Years of researching dangerous personalities has also taught me one other thing. Institutions and even some law enforcement agencies always think in limited terms – in other words, there is just one isolated complaint, probably not much more there. What they negligently don’t realize is that when it comes to predators, the debris field of human victimization is always larger, never smaller than they ever imagined. Institutions in particular want to fixate on the one case, not realizing that part of the pathology of the sexual predator is to prey upon many victims. When it comes to predators, the iceberg is always bigger below the water.
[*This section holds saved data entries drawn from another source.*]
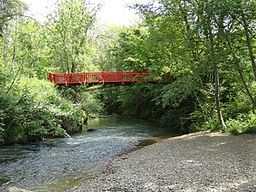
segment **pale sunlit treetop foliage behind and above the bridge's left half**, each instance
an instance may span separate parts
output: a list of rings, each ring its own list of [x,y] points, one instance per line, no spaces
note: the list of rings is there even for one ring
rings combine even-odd
[[[92,34],[98,9],[85,0],[61,0],[45,23],[12,18],[0,38],[4,67],[13,75],[20,68],[20,73],[38,79],[47,73],[96,70]]]

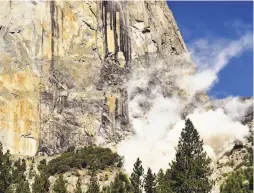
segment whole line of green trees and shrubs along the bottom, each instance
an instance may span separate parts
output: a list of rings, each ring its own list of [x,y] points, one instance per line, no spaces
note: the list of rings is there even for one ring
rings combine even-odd
[[[248,140],[253,145],[252,133]],[[98,156],[97,153],[100,154],[99,162],[95,159]],[[86,163],[89,163],[88,169],[91,171],[90,182],[87,190],[84,191],[81,179],[78,178],[75,193],[209,193],[214,185],[214,181],[211,180],[213,172],[210,166],[211,159],[203,149],[203,140],[200,139],[198,131],[194,128],[192,122],[187,119],[176,147],[175,159],[169,163],[168,169],[165,171],[160,169],[157,174],[153,173],[151,168],[147,168],[145,171],[142,161],[137,158],[130,176],[119,172],[114,180],[104,187],[100,187],[97,178],[99,170],[114,164],[119,167],[122,166],[120,156],[111,153],[109,149],[103,150],[103,148],[93,149],[88,147],[79,152],[74,152],[72,149],[63,154],[62,158],[57,158],[51,161],[51,163],[47,164],[46,160],[40,161],[37,167],[39,173],[34,174],[34,182],[30,185],[30,190],[25,175],[25,161],[19,159],[12,163],[10,152],[3,153],[1,145],[0,193],[48,193],[50,189],[49,176],[54,174],[58,174],[58,177],[53,184],[53,192],[68,193],[66,181],[63,177],[63,171],[65,170],[61,168],[64,167],[66,160],[68,169],[73,166],[70,160],[78,160],[75,164],[78,168],[83,168],[83,158],[85,157],[89,157],[89,161]],[[221,193],[253,192],[252,159],[253,149],[250,147],[249,156],[246,161],[247,169],[240,168],[230,174],[221,185]],[[102,162],[103,168],[101,168]]]

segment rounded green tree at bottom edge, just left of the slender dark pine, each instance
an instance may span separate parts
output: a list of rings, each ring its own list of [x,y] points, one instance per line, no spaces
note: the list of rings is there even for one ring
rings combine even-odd
[[[114,181],[108,187],[103,188],[104,193],[127,193],[131,192],[131,184],[128,177],[123,173],[118,173]]]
So not only are they negligent, most institutions are reluctant to recognize that they may have hired or are associated with a predator. As if their institution were somehow immune from these individuals. No institution is immune. The question is, are institutions willing to acknowledge even the possibility? Most I assure you are not.


There Is Hope

Before you begin to despair, and I have come close to that at times as I think about victims I have interviewed and more recently, as I listened to the testimony of the young gymnasts in the Nassar case—there is hope. There is hope because I see signs of courage, from even the youngest of these victims. They have shown heroic courage to confront these predators and to shame the very institutions that protected them. These young people have been exemplary in their stalwart testimony. Their words, their resolve, their tenacity, is what helped to put Nassar away and to keep other children safe. Because of them, a predator will never leave prison.
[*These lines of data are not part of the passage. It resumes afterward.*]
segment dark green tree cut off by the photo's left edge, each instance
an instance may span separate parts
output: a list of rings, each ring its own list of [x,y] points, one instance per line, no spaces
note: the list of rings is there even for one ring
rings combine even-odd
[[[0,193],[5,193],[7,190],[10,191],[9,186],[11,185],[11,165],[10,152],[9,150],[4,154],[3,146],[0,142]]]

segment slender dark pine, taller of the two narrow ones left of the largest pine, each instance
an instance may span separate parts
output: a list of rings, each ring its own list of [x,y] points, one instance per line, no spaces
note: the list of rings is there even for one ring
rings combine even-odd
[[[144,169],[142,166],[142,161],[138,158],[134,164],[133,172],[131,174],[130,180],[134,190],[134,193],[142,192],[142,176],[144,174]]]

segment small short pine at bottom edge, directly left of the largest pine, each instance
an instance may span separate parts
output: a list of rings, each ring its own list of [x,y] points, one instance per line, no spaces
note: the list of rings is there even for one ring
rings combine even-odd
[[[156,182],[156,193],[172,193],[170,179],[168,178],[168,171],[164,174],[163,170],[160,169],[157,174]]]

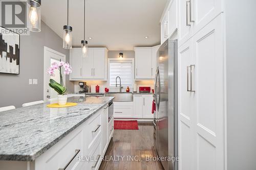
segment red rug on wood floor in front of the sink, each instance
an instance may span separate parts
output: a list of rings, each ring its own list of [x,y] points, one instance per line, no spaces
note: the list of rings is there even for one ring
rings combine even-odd
[[[138,130],[137,120],[114,120],[114,129]]]

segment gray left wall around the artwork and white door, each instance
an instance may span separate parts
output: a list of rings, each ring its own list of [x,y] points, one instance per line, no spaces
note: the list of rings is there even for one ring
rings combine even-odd
[[[0,107],[44,99],[44,46],[66,55],[69,61],[69,50],[62,48],[62,39],[44,22],[41,32],[30,32],[30,36],[20,36],[20,74],[0,73]],[[29,85],[29,79],[38,79],[37,85]],[[68,81],[70,92],[74,91],[73,82]]]

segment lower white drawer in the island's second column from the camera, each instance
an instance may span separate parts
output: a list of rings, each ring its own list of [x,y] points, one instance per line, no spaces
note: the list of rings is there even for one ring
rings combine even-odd
[[[97,170],[101,163],[101,139],[92,145],[92,151],[87,155],[88,160],[85,162],[87,170]]]

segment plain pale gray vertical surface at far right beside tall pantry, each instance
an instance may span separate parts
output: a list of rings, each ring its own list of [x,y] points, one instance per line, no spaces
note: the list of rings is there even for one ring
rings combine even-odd
[[[227,0],[227,167],[256,169],[256,1]]]

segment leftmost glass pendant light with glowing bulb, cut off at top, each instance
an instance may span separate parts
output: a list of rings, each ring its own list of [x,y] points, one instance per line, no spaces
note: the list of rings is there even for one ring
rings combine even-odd
[[[29,0],[29,30],[41,31],[41,0]]]

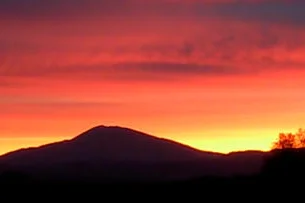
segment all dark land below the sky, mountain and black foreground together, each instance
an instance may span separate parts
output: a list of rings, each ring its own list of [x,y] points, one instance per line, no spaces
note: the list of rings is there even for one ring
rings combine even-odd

I also see hope because parents who all too often have been attacked, discredited, harassed, or even threatened, even as the victims have, have also demonstrated courage and resolve. They valiantly stood up to institutions, attorneys, and disbelieving administrators, and they too earned our admiration. Admiration, interestingly enough, is not a word any one of these institutions deserves.
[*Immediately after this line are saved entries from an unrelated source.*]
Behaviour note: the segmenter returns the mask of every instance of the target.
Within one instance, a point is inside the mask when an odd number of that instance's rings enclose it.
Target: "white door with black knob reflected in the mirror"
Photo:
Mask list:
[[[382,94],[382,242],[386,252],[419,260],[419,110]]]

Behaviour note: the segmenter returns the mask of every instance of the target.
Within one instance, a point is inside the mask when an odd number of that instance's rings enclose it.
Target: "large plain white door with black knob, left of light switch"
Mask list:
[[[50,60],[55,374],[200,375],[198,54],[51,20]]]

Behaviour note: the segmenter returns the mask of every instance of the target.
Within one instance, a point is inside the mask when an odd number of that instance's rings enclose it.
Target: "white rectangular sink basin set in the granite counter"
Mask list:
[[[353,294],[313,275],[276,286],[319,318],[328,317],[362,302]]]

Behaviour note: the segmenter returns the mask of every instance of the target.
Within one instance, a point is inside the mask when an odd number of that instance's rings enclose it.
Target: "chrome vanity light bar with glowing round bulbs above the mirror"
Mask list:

And there is also hope because a free press, often working against public opinion, sought to tell those stories, not of the rich and powerful but of the victims and their struggles. Where would we be if the Boston Globe had not broken the case of the Catholic Priests or in the latest case of Dr. Nassar, the fearless work of the IndiStar. The press needs to be lauded for fighting for truth against power and against monumental institutions exposing their malfeasance or nonfeasance. When it comes to sexual predators, “fake news” may be their go-to phrase of convenience, but as we all know, those who claim fake news do so because it is news that exposes their complicity.


The #MeToo movement has shown that victims will not be silenced. Scores of gymnasts proved that. But there is another message here. Institutions can no longer do business as usual. There should be no pass given to an institution that puts the protection of the predator above the protection of victims. If they continue to protect predators as they have, then they deserve our scorn but more importantly criminal and civil scrutiny. Failure to act is no longer acceptable — it never was. And that sadly is what these three cases have in common: they failed to protect so many victims—so many children.